In response to the new site, union-funded WakeUpWalMart.com started its own Web site Tuesday, www.abunchofgreedyrightwingliarswhoworkforwalmart.com, which attacks the retailer’s public relations and lobbying figures.
“These great guys who love to stretch the truth (or what mom called liars) honed their special Wal-Mart skills on an array of right wing political campaigns,” the Web site reads.
In a letter to Democratic members of Congress about Wal-Mart’s efforts, WakeUpWalMart said the attacks were reminiscent of a campaign by a pro-Bush group, Swift Boat Veterans for Truth, that questioned Sen. John Kerry’s Vietnam War military record during the 2004 presidential race.
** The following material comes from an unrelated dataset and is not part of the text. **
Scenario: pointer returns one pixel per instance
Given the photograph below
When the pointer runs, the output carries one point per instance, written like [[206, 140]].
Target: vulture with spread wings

Corporate reputation management expert Steven Silvers, who has worked for 25 years advising public and private companies on strategic communications, called paidcritics.com “a name-calling, nastily aggressive little Web site” that marked an escalation in Wal-Mart’s battle with critics.
“The company’s latest move comes right out of the Swift Boat playbook. And it could become standard procedure for other corporations that find themselves in the center of public controversy,” Silvers wrote in his blog Scatterbox. Silvers said neither he nor his firm, Denver-based GBSM, Inc., do any work for the unions or Wal-Mart.
Experts say there is no clear winner yet in the public relations battle. Union groups decry what they call Wal-Mart’s low wages, poor health benefits and destruction of local economies. Wal-Mart says it creates jobs, provides low-cost insurance for employees and saves the average family $2,300 a year by keeping prices low.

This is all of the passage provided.